Também o trinco vila-condense André Vilas Boas fazia parte do grupo às ordens de Domingos, onde estava ainda o actual central do Milan Thiago Silva. Nuno André Coelho é o único que resta no plantel principal dos dragões, embora Vieirinha, Paulo Machado e Hélder Barbosa também tenham, em dada altura, integrado o grupo principal.

Bruno Gama foi dos que, de empréstimo em empréstimo, acabou condenado ao esquecimento. No total, foram-lhe dados 45 minutos de dragão ao peito. Foi José Couceiro o único a dar-lhe uma oportunidade. «Gostei do tempo que passei no F.C. Porto, não digo que tenha mágoa, mas é verdade que gostava de ter tido mais oportunidades. Até porque nunca tive uma verdadeira oportunidade. Mas não guardo mágoa, a vida continua», assegura.

Recentemente, o F.C. Porto renovou a ligação a Ukra, outro jovem valor da «cantera» dos dragões. Bruno Gama aplaude a medida: «No meu entender, não só o F.C. Porto como todas as equipas deviam seguir essa política. Ainda para mais sendo eu português e jovem, só poderia pensar desta forma. Seria bom se mais gente fizesse essa aposta.»

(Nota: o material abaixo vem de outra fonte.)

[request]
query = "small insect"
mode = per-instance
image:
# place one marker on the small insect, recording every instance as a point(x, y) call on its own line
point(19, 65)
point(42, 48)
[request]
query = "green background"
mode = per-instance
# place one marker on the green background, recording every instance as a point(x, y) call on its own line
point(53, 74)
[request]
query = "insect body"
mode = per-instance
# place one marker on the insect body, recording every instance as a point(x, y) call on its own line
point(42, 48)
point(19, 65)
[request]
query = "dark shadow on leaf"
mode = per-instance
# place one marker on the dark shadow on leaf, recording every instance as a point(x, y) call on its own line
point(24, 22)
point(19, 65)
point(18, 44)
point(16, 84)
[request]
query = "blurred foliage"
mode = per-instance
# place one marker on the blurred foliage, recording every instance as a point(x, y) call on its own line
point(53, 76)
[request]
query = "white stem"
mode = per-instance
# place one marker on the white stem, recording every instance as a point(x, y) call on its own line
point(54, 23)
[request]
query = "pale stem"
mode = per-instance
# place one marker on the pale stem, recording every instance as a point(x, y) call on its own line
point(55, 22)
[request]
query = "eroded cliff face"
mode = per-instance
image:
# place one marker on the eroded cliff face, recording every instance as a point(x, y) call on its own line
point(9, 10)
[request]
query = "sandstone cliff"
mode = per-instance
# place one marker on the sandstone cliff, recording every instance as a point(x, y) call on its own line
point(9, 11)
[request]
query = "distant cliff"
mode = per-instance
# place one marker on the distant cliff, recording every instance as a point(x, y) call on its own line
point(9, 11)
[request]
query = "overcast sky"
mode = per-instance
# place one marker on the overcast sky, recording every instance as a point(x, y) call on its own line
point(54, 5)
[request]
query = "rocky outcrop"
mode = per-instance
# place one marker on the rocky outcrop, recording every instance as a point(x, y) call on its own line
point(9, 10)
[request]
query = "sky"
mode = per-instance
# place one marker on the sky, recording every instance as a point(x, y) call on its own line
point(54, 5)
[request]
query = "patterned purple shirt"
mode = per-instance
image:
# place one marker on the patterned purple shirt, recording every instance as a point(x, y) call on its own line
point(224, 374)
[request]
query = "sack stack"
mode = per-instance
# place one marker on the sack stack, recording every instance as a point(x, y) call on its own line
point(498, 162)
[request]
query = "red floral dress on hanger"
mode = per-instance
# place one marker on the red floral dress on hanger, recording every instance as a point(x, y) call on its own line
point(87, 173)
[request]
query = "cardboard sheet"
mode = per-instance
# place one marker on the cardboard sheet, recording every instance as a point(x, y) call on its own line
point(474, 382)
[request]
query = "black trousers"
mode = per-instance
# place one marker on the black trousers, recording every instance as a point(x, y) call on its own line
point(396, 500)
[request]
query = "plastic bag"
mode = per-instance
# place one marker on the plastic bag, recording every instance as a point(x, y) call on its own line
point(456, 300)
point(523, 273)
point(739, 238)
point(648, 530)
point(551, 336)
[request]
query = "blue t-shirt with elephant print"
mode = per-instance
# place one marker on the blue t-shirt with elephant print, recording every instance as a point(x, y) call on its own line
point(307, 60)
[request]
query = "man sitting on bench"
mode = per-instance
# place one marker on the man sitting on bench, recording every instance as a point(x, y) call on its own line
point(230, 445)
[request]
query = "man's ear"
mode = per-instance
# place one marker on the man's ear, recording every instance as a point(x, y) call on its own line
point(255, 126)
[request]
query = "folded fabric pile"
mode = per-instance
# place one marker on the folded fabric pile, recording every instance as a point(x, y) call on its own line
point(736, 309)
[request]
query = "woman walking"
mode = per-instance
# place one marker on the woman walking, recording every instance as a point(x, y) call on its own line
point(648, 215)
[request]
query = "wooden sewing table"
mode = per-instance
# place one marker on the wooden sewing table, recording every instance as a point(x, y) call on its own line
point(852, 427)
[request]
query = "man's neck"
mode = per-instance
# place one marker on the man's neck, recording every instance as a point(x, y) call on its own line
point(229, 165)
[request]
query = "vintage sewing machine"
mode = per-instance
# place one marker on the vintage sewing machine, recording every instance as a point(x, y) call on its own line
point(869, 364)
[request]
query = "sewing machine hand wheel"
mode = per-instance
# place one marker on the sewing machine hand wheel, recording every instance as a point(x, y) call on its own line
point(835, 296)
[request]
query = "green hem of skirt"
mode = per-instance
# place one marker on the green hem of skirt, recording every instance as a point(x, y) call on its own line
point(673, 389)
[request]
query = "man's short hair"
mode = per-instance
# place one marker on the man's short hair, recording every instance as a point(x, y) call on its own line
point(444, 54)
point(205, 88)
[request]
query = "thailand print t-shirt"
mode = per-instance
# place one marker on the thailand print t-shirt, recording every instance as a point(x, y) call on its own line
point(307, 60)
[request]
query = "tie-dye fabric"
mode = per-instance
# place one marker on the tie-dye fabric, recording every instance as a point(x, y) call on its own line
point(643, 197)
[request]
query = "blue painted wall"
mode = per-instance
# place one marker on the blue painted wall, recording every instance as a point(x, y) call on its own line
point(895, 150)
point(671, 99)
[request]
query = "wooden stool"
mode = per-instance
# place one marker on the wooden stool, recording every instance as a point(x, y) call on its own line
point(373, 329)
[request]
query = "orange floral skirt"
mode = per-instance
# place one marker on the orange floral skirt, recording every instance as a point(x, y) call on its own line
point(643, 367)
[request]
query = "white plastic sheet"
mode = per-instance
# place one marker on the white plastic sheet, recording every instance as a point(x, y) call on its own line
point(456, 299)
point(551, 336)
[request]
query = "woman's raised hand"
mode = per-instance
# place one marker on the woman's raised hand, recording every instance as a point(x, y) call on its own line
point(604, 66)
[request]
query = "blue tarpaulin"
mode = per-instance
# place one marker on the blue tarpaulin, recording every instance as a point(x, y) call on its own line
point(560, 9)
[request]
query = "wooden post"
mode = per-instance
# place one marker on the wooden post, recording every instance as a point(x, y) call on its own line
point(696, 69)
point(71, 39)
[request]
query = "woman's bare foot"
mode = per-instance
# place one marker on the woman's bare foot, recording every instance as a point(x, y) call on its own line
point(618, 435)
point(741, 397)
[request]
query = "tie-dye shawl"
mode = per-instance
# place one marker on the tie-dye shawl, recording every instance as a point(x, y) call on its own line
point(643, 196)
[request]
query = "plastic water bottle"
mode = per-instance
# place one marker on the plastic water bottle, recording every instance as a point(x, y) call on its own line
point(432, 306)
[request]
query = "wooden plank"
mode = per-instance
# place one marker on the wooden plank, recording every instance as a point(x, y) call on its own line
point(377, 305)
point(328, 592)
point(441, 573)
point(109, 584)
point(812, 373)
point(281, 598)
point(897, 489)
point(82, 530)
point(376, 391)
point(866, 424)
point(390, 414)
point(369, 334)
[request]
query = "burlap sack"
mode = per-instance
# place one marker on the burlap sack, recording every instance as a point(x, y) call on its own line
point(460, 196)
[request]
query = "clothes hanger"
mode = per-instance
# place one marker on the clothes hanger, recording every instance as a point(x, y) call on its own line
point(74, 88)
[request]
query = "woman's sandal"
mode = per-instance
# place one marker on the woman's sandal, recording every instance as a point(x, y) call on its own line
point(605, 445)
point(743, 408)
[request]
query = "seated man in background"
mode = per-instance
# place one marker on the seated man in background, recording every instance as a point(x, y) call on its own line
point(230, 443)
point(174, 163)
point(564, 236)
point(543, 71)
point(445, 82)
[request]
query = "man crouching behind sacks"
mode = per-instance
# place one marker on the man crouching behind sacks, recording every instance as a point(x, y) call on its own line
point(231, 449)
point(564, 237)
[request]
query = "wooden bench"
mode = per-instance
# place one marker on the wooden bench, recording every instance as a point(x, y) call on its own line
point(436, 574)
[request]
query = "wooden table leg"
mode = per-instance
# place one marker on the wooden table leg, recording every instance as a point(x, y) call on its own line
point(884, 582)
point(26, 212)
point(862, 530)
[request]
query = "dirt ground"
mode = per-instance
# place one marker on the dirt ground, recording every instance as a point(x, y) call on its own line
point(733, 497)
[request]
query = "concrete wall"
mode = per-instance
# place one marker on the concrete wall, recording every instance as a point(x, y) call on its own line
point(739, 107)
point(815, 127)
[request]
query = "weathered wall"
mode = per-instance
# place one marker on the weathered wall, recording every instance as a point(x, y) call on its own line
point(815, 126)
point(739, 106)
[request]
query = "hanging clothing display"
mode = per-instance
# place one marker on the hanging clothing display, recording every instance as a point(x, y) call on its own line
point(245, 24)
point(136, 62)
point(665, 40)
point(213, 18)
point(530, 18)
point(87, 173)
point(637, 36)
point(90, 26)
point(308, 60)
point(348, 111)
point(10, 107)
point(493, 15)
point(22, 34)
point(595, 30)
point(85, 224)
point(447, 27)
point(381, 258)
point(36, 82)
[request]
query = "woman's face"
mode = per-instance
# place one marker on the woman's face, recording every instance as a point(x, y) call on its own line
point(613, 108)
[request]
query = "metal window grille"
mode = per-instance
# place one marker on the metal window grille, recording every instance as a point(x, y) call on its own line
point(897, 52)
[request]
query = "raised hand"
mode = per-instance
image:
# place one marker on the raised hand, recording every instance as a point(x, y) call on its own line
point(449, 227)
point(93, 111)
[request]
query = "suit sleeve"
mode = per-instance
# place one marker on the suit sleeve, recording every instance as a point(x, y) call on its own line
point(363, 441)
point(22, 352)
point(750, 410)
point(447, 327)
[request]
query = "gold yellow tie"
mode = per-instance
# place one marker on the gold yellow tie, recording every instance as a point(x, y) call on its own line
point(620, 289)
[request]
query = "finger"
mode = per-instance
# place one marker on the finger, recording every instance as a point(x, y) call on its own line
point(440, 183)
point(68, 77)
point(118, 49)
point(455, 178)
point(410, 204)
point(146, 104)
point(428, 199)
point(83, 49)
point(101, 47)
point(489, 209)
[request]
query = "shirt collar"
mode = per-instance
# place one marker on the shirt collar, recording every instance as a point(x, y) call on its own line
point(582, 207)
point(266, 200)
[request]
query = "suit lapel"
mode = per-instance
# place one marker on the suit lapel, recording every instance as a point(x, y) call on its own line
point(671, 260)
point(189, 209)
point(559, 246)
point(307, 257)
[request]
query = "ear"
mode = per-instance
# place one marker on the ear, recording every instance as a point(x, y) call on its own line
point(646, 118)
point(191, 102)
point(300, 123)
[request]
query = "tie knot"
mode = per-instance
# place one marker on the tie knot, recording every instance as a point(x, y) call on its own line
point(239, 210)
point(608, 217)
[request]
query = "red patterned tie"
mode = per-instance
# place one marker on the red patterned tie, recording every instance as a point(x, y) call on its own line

Jesualdo Ferreira: dar com uma mão e tirar com a outra

Curiosamente a sua ligação ao F.C. Porto extinguiu-se com o mesmo treinador que o lançou para a ribalta: Jesualdo Ferreira. Em 2003/04, a primeira época de Bruno Gama no Sp. Braga, o actual técnico dos dragões lançou-o num empate a dois, em Leiria. Uma aposta que não viria a ter sequelas. «Tive uma semana de treino com o Jesualdo Ferreira, no F.C. Porto. Comecei lá a pré-temporada, no ano passado. Foi aí que voltei a falar com ele, mas nada de especial, falou comigo como falava com os outros», garante.

A mística do regresso à casa que o formou é que se vai perdendo ao longo do tempo: «Claro que é sempre algo especial regressar a Braga, porque foi lá que fiz a maior parte da minha formação, mas já joguei outras vezes contra eles e com o passar dos jogos isso vai-se perdendo e acaba por ser mais um jogo normal.»

Este ano, por exemplo, o Estádio AXA já foi talismã para a equipa, aquando da disputa dos quartos-de-final da Taça de Portugal. «Conseguimos lá a passagem às meias-finais, vamos ver agora se conseguimos repetir este fim-de-semana. Quanto à Taça, agora que estamos na meia-final, mesmo sendo contra o F.C. Porto, é lógico que sonhamos em estar na final», afirma.